Why this tale of woe? Simply this, while watching the technician at work, my anxiety which had ratcheted from zero to one thousand at the speed of sound, deflated like air from a punctured tire. By the time the technician had completed the first application outside and inside, I felt a peace and ebullience that I thought had disappeared like the "bird of paradise."
Early the next morning, I awakened to an uneasy question. Why had it been so easy to accept with surety the technical competence of an exterminator when it often takes so very long to embrace the power of God Almighty? Why is it harder to believe, to trust the Creator, who stepped into a formless void and declared, "Let there be light" and there was light? Is it easier to believe what I can see? Is that why I trusted whatever was in the container and bait boxes---even when I didn't know its composition or chemical efficacy? I certainly had never met the technician!

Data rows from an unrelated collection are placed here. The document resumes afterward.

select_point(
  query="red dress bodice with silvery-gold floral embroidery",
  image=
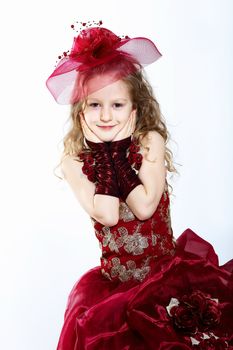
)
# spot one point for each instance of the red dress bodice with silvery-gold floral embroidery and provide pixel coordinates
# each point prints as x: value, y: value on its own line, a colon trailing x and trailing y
x: 130, y: 246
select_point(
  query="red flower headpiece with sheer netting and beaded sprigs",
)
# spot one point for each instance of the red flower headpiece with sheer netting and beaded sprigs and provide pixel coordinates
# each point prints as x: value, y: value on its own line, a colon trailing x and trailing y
x: 94, y: 47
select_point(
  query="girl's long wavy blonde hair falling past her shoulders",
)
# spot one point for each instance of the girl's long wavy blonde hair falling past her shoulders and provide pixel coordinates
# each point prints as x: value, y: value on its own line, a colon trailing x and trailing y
x: 149, y: 116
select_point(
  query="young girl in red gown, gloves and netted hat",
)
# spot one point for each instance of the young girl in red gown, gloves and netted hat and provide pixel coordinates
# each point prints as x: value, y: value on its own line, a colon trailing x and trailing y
x: 150, y: 291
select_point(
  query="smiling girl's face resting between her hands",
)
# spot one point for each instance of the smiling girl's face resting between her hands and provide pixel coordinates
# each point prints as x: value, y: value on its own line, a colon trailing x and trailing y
x: 108, y: 109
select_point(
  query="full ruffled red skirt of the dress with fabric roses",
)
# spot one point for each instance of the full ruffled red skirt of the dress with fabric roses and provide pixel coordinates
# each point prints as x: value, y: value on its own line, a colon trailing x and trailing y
x: 186, y: 302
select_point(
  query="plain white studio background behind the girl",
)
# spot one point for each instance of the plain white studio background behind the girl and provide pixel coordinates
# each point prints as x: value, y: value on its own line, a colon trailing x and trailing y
x: 47, y: 241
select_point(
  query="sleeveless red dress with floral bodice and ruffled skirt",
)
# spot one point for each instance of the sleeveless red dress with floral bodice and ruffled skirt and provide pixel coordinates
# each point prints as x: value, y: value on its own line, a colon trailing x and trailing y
x: 151, y: 291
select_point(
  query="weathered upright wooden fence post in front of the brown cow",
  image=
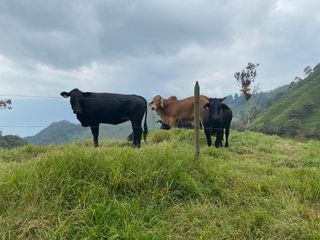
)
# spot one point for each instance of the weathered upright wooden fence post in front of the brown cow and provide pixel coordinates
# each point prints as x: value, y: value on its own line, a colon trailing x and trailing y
x: 197, y: 120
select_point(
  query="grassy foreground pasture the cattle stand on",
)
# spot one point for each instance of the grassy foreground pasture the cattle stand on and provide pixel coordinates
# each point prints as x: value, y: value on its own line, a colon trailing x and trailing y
x: 261, y: 187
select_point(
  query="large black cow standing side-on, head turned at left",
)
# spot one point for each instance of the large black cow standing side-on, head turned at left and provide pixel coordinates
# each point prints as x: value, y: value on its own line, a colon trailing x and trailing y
x: 95, y: 108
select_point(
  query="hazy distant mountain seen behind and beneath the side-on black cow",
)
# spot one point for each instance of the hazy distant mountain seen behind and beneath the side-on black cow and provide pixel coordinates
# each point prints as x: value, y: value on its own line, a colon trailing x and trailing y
x: 65, y: 131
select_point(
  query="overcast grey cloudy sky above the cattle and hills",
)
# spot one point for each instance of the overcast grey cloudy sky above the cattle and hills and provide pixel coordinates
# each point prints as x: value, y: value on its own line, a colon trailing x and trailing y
x: 151, y: 47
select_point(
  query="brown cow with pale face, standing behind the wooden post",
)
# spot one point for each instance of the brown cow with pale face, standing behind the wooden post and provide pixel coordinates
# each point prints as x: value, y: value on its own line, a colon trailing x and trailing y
x: 173, y: 111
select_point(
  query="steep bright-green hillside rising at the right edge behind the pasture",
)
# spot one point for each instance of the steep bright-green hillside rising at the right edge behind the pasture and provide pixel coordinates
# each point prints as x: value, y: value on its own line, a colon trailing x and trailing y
x: 297, y: 112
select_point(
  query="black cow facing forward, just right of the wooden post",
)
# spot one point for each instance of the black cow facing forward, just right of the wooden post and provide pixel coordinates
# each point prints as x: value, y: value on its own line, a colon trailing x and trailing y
x: 217, y: 117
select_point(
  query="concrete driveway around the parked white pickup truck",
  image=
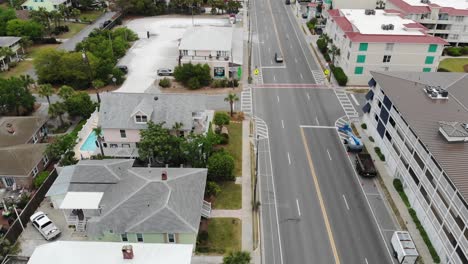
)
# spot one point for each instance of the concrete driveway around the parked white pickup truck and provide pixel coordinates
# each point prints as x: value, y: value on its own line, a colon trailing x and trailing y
x: 31, y: 238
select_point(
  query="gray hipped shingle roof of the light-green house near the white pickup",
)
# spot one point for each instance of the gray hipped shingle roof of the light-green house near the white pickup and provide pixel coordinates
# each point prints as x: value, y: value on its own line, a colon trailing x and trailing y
x: 139, y: 201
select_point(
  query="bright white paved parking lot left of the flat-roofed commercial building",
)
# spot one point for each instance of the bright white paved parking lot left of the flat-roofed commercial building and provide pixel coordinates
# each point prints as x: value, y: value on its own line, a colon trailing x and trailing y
x: 160, y: 50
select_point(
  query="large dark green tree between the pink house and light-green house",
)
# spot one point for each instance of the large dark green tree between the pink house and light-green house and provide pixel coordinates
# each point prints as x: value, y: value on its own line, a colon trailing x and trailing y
x: 157, y: 144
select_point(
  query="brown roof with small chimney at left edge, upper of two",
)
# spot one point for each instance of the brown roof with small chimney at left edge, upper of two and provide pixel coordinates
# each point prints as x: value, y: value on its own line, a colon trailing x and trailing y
x: 24, y: 128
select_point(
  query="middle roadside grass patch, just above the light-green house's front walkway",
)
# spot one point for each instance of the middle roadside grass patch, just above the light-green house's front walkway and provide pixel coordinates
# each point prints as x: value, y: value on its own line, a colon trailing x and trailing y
x: 230, y: 196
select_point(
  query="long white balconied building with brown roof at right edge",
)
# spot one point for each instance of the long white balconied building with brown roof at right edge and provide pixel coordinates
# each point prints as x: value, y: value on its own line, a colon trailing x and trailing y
x: 419, y: 121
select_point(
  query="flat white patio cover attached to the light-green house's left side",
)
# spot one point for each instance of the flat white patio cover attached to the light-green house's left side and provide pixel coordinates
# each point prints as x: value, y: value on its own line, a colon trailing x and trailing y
x: 82, y: 200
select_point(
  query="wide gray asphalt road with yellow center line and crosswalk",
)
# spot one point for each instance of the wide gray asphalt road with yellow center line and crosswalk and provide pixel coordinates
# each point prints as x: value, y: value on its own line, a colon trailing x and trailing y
x: 315, y: 209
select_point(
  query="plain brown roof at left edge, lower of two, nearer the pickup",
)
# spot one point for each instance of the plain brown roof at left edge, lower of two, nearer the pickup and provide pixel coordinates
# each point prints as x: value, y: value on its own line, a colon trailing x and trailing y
x: 20, y: 160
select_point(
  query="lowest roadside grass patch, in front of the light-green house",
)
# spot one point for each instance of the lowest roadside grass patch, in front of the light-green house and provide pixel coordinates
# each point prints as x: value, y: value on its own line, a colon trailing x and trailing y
x: 224, y: 235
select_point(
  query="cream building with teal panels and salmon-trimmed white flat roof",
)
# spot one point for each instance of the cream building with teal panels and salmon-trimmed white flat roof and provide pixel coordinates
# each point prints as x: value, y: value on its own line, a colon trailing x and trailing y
x: 380, y: 40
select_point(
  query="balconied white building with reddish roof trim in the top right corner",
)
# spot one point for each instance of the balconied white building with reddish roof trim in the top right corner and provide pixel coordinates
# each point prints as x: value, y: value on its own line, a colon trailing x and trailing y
x: 447, y: 19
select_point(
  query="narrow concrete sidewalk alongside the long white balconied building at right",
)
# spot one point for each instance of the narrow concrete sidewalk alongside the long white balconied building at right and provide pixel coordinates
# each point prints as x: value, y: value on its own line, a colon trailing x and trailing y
x: 387, y: 178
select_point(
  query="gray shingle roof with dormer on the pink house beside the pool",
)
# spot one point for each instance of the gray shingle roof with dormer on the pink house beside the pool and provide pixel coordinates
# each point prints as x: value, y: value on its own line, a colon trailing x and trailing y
x: 117, y: 109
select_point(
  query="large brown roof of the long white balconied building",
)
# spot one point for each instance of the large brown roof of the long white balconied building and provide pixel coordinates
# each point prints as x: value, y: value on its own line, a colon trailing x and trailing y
x: 406, y: 91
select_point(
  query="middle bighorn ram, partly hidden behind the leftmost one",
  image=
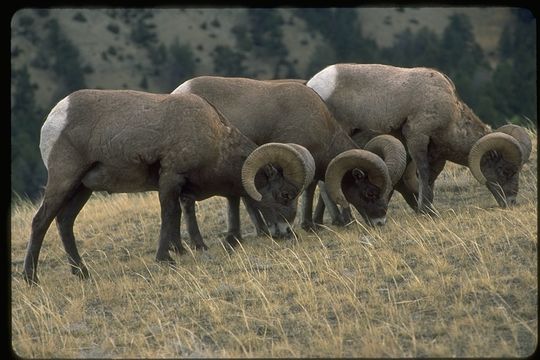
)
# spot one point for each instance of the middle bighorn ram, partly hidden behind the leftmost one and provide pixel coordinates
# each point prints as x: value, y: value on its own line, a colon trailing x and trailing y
x: 286, y: 111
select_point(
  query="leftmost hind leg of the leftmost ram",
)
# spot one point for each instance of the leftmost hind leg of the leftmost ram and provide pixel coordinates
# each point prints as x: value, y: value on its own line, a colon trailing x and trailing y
x: 60, y: 187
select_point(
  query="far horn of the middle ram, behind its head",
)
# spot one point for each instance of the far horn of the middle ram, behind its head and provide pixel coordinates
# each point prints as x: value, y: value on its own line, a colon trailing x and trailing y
x: 393, y: 153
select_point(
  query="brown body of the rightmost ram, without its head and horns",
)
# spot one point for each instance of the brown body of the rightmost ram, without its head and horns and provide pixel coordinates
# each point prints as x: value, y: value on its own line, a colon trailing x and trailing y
x: 419, y: 104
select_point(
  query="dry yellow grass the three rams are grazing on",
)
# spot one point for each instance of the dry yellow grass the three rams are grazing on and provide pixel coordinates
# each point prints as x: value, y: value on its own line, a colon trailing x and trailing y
x: 464, y: 284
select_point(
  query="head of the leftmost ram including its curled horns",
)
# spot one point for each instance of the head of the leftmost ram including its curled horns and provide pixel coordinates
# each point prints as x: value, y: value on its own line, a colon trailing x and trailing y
x: 274, y: 175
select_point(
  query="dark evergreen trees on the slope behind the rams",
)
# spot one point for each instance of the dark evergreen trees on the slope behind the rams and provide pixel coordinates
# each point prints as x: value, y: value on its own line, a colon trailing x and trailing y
x: 500, y: 94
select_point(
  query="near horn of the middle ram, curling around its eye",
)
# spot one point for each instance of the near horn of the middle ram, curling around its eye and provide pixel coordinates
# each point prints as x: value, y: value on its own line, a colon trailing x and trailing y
x: 351, y: 159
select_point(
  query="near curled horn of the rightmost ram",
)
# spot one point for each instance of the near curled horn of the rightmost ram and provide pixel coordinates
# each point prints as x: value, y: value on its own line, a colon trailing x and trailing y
x: 504, y: 144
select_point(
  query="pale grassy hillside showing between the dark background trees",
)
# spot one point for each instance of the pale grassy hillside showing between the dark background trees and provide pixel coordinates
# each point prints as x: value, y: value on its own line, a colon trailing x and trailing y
x: 105, y: 40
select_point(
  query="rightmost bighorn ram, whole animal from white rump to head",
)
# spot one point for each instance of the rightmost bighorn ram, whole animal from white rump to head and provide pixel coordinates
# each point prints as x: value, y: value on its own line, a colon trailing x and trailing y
x: 421, y: 106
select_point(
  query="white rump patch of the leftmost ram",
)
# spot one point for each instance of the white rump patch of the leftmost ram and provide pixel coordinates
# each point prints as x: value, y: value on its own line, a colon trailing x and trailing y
x: 52, y: 128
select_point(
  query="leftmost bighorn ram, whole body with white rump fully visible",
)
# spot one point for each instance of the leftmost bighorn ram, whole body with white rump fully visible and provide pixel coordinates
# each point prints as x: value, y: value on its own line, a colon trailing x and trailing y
x: 179, y: 145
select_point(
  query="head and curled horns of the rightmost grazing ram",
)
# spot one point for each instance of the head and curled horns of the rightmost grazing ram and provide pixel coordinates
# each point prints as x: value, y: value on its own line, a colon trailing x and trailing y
x: 496, y: 159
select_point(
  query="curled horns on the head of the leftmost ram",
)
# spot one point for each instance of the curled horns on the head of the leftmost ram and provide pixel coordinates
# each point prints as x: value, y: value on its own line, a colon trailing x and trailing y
x: 297, y: 166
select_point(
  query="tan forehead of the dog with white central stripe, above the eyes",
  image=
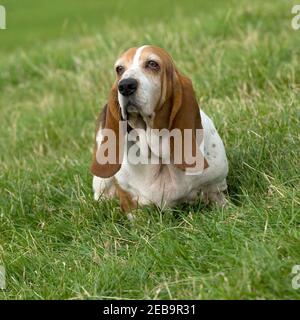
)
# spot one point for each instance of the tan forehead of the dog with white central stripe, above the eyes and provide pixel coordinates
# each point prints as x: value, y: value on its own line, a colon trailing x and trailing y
x: 136, y: 56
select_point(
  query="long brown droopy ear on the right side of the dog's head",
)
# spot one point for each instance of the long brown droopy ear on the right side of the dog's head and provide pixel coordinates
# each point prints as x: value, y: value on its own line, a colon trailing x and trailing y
x: 182, y: 112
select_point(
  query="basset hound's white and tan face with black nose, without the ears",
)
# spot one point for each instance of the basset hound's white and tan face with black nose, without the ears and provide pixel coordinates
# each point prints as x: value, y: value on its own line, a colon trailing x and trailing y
x: 140, y: 81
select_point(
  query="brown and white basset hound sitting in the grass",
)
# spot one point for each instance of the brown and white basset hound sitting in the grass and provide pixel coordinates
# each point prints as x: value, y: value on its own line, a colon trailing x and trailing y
x: 150, y: 93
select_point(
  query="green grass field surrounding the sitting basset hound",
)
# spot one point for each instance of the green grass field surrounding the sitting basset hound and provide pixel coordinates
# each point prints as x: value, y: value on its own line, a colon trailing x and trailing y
x: 56, y: 68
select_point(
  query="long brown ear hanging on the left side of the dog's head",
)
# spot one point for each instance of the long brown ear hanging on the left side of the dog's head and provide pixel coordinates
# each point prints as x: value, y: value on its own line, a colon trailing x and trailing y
x: 109, y: 144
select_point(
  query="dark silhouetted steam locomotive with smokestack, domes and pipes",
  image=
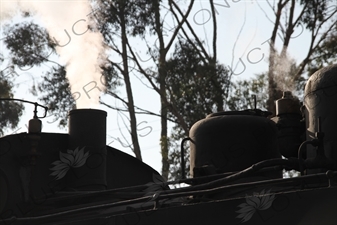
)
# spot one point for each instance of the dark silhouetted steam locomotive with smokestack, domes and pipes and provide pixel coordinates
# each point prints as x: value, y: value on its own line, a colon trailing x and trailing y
x: 236, y: 164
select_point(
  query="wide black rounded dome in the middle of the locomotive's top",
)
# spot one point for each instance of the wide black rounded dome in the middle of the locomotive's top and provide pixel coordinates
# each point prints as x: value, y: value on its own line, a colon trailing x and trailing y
x: 232, y: 142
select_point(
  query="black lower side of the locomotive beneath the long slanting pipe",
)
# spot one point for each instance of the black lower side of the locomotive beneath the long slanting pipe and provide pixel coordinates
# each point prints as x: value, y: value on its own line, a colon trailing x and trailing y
x: 297, y: 204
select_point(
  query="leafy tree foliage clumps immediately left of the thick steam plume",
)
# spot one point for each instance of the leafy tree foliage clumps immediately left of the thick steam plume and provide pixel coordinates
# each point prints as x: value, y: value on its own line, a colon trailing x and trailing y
x: 30, y: 45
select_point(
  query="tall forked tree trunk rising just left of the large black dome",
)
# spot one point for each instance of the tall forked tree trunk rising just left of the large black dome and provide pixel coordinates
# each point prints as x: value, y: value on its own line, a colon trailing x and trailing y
x: 157, y: 77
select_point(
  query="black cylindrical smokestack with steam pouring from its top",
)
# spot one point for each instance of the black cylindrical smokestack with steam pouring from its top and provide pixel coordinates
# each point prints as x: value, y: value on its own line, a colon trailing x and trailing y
x: 87, y: 140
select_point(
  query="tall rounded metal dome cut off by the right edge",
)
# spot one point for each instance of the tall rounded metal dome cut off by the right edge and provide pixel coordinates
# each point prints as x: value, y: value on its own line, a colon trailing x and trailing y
x: 320, y: 102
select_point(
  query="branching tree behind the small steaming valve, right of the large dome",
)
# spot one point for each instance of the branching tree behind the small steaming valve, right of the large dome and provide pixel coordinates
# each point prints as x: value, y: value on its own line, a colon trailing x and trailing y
x: 317, y: 17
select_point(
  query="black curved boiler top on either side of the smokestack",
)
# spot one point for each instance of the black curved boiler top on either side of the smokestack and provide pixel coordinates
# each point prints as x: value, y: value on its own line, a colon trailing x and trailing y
x: 122, y: 170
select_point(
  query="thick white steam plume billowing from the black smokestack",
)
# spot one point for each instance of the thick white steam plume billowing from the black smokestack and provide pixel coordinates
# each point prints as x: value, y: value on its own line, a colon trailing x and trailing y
x: 81, y: 50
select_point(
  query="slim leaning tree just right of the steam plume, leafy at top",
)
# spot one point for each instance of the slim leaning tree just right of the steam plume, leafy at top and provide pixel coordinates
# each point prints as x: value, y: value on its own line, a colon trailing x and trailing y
x: 118, y: 20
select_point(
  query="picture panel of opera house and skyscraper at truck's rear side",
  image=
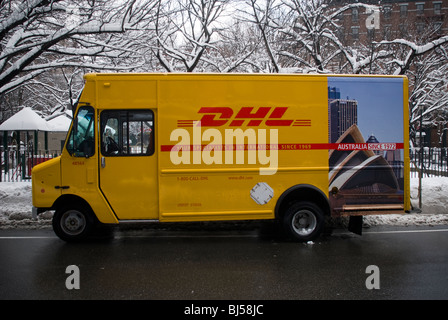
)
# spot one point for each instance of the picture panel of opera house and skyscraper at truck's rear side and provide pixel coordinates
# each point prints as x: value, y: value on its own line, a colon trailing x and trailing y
x: 366, y: 133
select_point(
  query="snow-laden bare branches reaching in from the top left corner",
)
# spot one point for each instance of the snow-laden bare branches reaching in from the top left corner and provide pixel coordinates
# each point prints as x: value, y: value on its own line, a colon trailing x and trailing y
x: 38, y: 35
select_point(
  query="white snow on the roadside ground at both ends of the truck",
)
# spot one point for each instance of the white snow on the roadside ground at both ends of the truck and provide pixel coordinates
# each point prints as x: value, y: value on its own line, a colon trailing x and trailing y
x: 16, y: 203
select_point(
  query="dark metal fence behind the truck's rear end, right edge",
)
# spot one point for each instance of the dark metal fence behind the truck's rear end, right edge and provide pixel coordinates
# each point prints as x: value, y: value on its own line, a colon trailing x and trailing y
x: 432, y: 162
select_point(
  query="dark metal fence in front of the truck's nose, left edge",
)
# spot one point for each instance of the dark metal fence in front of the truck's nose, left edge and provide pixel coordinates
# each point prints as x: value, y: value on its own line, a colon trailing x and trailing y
x: 16, y: 163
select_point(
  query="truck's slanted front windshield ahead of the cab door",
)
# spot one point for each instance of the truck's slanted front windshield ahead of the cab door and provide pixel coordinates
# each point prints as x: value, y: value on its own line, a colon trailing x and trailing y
x: 81, y: 142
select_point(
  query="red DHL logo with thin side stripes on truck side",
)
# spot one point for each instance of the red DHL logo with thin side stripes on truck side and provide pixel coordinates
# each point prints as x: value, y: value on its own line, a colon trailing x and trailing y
x: 249, y: 116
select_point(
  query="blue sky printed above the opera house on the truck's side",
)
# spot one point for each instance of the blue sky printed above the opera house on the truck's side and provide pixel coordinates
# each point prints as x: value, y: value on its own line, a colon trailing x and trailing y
x: 380, y: 105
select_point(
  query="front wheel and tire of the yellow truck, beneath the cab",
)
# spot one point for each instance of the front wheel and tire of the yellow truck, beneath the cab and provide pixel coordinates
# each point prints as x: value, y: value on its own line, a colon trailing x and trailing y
x: 73, y: 223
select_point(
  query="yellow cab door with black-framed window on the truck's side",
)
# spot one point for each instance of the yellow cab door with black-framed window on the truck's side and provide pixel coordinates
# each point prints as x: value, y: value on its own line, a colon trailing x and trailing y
x: 128, y: 175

I grew up hearing songs like, "There are some things I may not know; There are some places I can't go, But I am sure of this one thing, That God is real for I can feel Him deep within." Did I really certify those words with behaviors? From the periscope of past doubts, fears, and flip-flops, can I truthfully answer affirmatively? No, of course not. Saying "yes" would only put me at the head of a line of hypocrites Am I delusional?
Hard questions to ponder, much less attempt to answer. Why does it as if each time I make my request known to God, it's as if I have no track record from which to rely upon? Maybe that's why a dear friend said to me years ago, "Try to remember what God has already done for you." I'm the person, after all, who reflexively assures one and all that there's no prayer God has not answered "You might not have recognized His answer. You might not have liked His answer. You may have discarded it for who-knows-why, but He answered has been my retort, for decades. And I believe it each time I say it.
It boils down to belief, to trust, and resting in faith. Either I believe, trust, and relax knowing the Omnipotent, Omniscient, and Omnipresent God has it, or I don't. Either I believe, accept, and honor God's Word, as contained in the Holy Bible or I don't. All things are possible when I believe. "Yes, God is real, real in my soul; Yes, God is real for He has washed and made me whole; His love for me is like pure gold, Yes, God is real for I can feel Him in my soul."